Losing The Faith (3/22)
Confusion About Life After Death
The resurrection of the dead is the Christian’s trust – Tertullian.
Life After Death
Clement of Rome, at the end of the first century, wrote to the Corinthian ecclesia and speaks of the apostles Peter and Paul as having “departed to the place of glory” and “being removed from the world … into the holy place.” (Clement, First Epistle to Corinthians, iv). This bishop of the Roman ecclesia is thought to have been contemporary with the apostles; thus these sentiments, which clearly appear to support the immortality of the soul, are most disappointing.
In the same letter, however, he is eloquent when reminding his readers of the apostolic hope:
“There shall be a future resurrection, of which He has rendered the Lord Jesus Christ the first-fruits by raising him from the dead … Do we then deem it any great and wonderful thing for the Maker of all things to raise up again those that have piously served Him in the assurance of a good faith … Job says, ‘Thou shalt raise up this flesh of mine, which has suffered all these things.’ Having then this hope, let our souls be bound to Him who is faithful in His promises…” (Clement, First Epistle, xxiv, xxvi).
Polycarp (AD 65-155) writes of certain martyrs that, “they are now in their due place in the presence of the Lord” (Polycarp to the Philippians, ix.). Yet in the same epistle he affirms, “He who raised (Christ) up from the dead will raise up us also, if we do His will, and walk in His commandments…” (To the Philippians, ii).
The soul’s inherent immortality is a concept that is obviously not compatible with the true Christian hope, which is the promise of immortality. Apostolic teaching affirms that death is a sleep and that the change in nature from mortal to immortal follows a future resurrection (I Cor. 15:42-44). It seems remarkable that this plain and simple teaching of Scripture was so quickly compromised.
One possible answer to this inconsistency in some of the very early writings is that they underwent later editing, after the immortality of the soul had become widely accepted in the church. (Scholars recognize that this did occur in some instances. See The Ante-Nicene Fathers, ed. Roberts and Donaldson, vol. I, p. 37). Men were (providentially) careful not to tamper with the writings of the apostles – the New Testament itself. But they would have been less reluctant to edit these later documents.
However, it is plain that there was confusion in the second century about the soul of man, and that this confusion led eventually to a false concept of immortality.
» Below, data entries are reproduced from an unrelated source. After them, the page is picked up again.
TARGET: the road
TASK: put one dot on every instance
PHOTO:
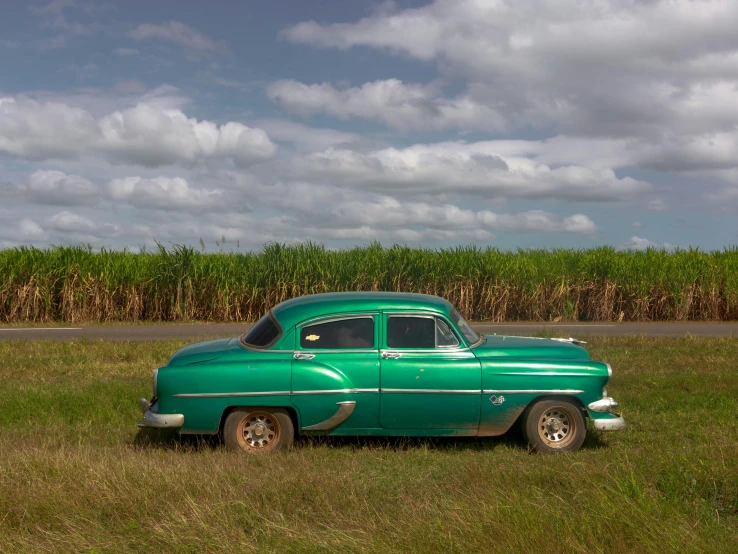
(212, 330)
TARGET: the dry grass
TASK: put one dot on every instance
(75, 475)
(77, 284)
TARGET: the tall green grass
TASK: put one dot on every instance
(180, 283)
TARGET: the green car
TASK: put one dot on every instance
(379, 364)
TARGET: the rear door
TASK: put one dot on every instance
(429, 379)
(336, 360)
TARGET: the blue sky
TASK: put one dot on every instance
(503, 123)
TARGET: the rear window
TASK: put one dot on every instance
(264, 334)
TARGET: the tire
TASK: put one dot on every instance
(258, 430)
(552, 426)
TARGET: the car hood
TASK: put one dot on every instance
(202, 352)
(528, 347)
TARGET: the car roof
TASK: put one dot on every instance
(296, 310)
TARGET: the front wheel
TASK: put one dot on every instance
(554, 426)
(258, 430)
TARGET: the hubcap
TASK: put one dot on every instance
(259, 430)
(556, 427)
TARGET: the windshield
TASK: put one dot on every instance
(471, 336)
(264, 334)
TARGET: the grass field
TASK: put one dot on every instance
(601, 284)
(75, 476)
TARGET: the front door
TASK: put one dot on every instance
(428, 378)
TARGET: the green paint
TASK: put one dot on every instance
(443, 391)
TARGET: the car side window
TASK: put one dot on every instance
(355, 332)
(407, 331)
(445, 337)
(411, 332)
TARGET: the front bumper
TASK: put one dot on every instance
(603, 414)
(154, 420)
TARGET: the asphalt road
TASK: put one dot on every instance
(214, 330)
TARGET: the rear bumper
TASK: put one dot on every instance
(154, 420)
(603, 414)
(610, 424)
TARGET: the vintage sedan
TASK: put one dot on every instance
(376, 363)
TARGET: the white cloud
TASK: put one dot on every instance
(638, 243)
(59, 188)
(387, 212)
(462, 167)
(607, 68)
(25, 231)
(399, 105)
(657, 205)
(182, 35)
(166, 193)
(71, 223)
(306, 138)
(144, 134)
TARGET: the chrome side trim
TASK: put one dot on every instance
(345, 409)
(323, 351)
(274, 393)
(331, 391)
(227, 394)
(431, 391)
(533, 391)
(605, 404)
(155, 420)
(612, 424)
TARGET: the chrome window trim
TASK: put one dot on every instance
(424, 350)
(335, 317)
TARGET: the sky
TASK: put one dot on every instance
(502, 123)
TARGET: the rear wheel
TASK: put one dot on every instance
(258, 430)
(554, 426)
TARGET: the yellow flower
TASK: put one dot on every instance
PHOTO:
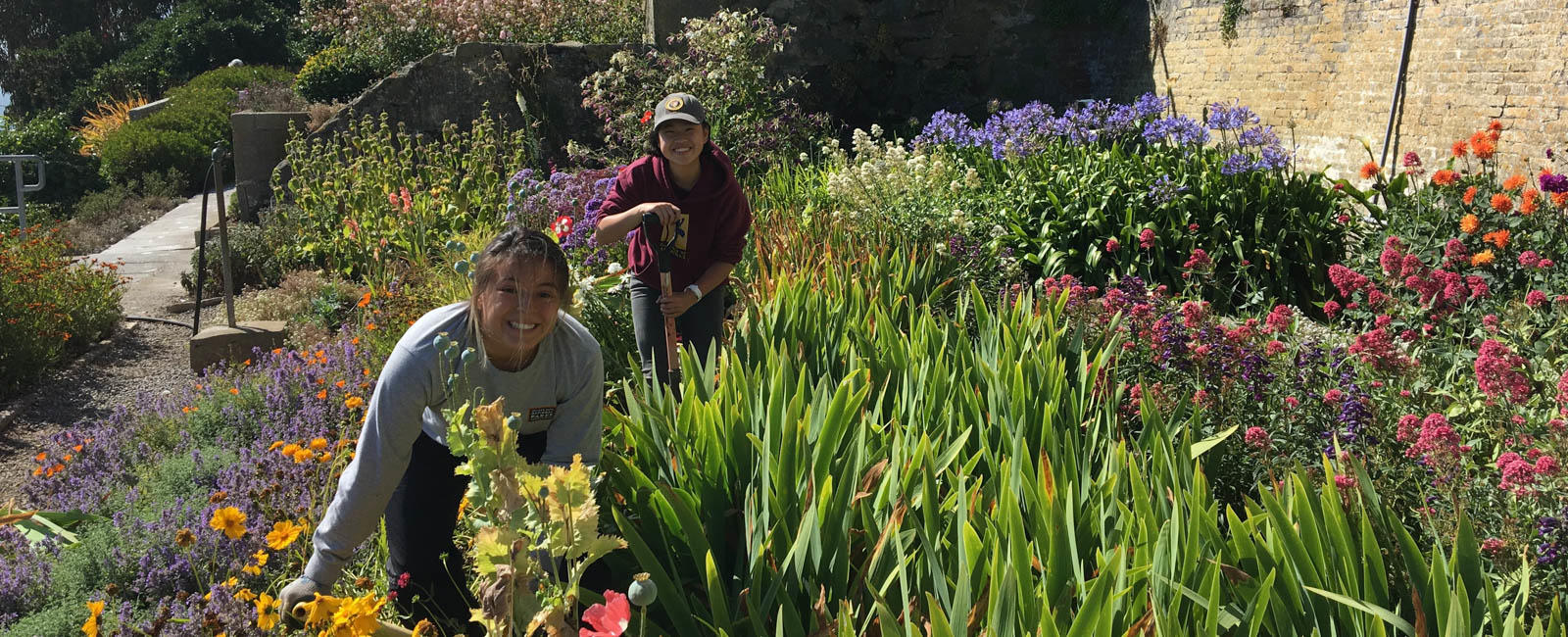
(266, 612)
(318, 611)
(94, 609)
(227, 519)
(282, 534)
(1470, 223)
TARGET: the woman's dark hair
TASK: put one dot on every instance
(521, 243)
(651, 141)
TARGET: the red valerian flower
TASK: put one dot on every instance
(609, 618)
(562, 226)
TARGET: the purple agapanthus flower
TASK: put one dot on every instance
(1236, 164)
(1231, 117)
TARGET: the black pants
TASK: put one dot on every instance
(420, 521)
(700, 326)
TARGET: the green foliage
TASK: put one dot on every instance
(253, 259)
(726, 62)
(1267, 232)
(182, 133)
(49, 135)
(336, 74)
(373, 200)
(906, 471)
(49, 306)
(522, 514)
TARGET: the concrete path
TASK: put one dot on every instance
(156, 256)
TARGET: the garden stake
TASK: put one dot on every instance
(655, 232)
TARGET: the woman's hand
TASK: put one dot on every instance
(676, 305)
(668, 214)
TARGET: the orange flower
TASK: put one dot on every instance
(1501, 203)
(227, 519)
(1497, 239)
(1529, 204)
(1470, 223)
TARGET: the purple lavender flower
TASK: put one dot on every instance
(1554, 182)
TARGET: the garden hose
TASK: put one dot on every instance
(164, 320)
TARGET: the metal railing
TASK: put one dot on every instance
(23, 187)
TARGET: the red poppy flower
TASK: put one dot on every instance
(609, 618)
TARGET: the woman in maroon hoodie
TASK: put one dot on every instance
(690, 184)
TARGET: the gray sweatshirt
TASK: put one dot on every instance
(562, 393)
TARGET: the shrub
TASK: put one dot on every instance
(182, 133)
(728, 63)
(253, 261)
(336, 74)
(49, 135)
(313, 305)
(375, 198)
(49, 306)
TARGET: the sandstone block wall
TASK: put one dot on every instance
(1324, 71)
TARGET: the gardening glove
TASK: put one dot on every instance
(297, 592)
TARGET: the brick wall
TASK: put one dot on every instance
(1327, 70)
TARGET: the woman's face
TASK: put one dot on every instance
(681, 141)
(517, 311)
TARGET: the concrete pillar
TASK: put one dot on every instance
(663, 16)
(258, 148)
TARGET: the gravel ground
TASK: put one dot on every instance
(140, 357)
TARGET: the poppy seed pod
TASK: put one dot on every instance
(642, 592)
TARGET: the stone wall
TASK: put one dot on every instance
(890, 62)
(1324, 71)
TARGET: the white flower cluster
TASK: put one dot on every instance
(886, 174)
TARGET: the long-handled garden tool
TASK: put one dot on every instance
(655, 232)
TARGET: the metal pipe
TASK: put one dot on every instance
(1399, 80)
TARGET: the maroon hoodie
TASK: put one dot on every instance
(713, 217)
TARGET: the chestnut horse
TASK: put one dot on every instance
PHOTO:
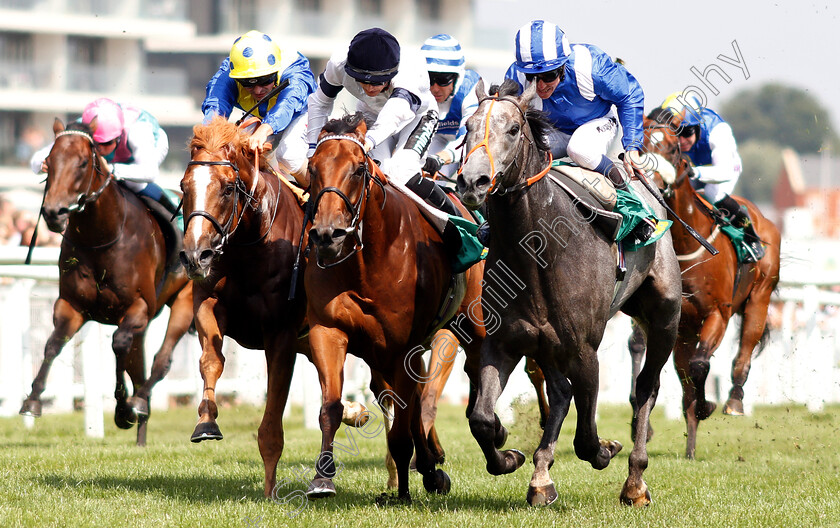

Greek and Roman thought was so steeped in the idea that the soul of man is immortal that converts were predisposed to that view.
The Soul in Pagan Literature
Following are typical statements from the Greek and Roman philosophers:
“The soul is immortal, and is clothed successively in many bodies.” “The soul of man is immortal and imperishable” – Plato.
“All men’s souls are immortal, but the souls of the righteous are both immortal and divine” – Socrates.
“Whatever that be within us that feels, thinks, desires and animates is something celestial and divine, and consequently it is imperishable” – Aristotle.
“If I err in my belief that the souls of men are immortal, I gladly err, nor do I wish this error, in which I find delight, to be wrested from me” – Cicero.
“…Therefore look forward without fear to that appointed hour – the last hour of the body, but not of the soul” – Seneca.
Justin Martyr (AD 110-165) was a Gentile convert who had been educated in Greek philosophy. But in his dialogue with Trypho, a Jew, it appears that the immortality of the soul had not yet been formulated in Christian teaching. Justin declares: “For if you have fallen in with some who are called Christians … who say there is no resurrection of the dead, and that their souls, when they die, are taken to heaven; do not imagine that they are Christians” (Dialogue, ch. lxxx).
“Nor ought the soul to be called immortal; for if it is immortal, it is plainly unbegotten” (ch. v). But Justin does not go so far as to concede that the soul of man is unconscious in death.
“The souls of the pious remain in a better place, while those of the unjust and wicked are in a worse, waiting for the time of judgment.” Then, again confirming the soul’s mortality, he adds, “Thus some which have appeared worthy of God never die; but others are punished so long as God wills them to exist and to be punished” (Dialogue, ch. v).
While Justin understood that the soul of man is not immortal, he had moved from the New Testament position that both classes of believers await resurrection for their fate to be declared. The undermining of that simple truth would have a devastating effect upon the doctrines and practices of Christendom.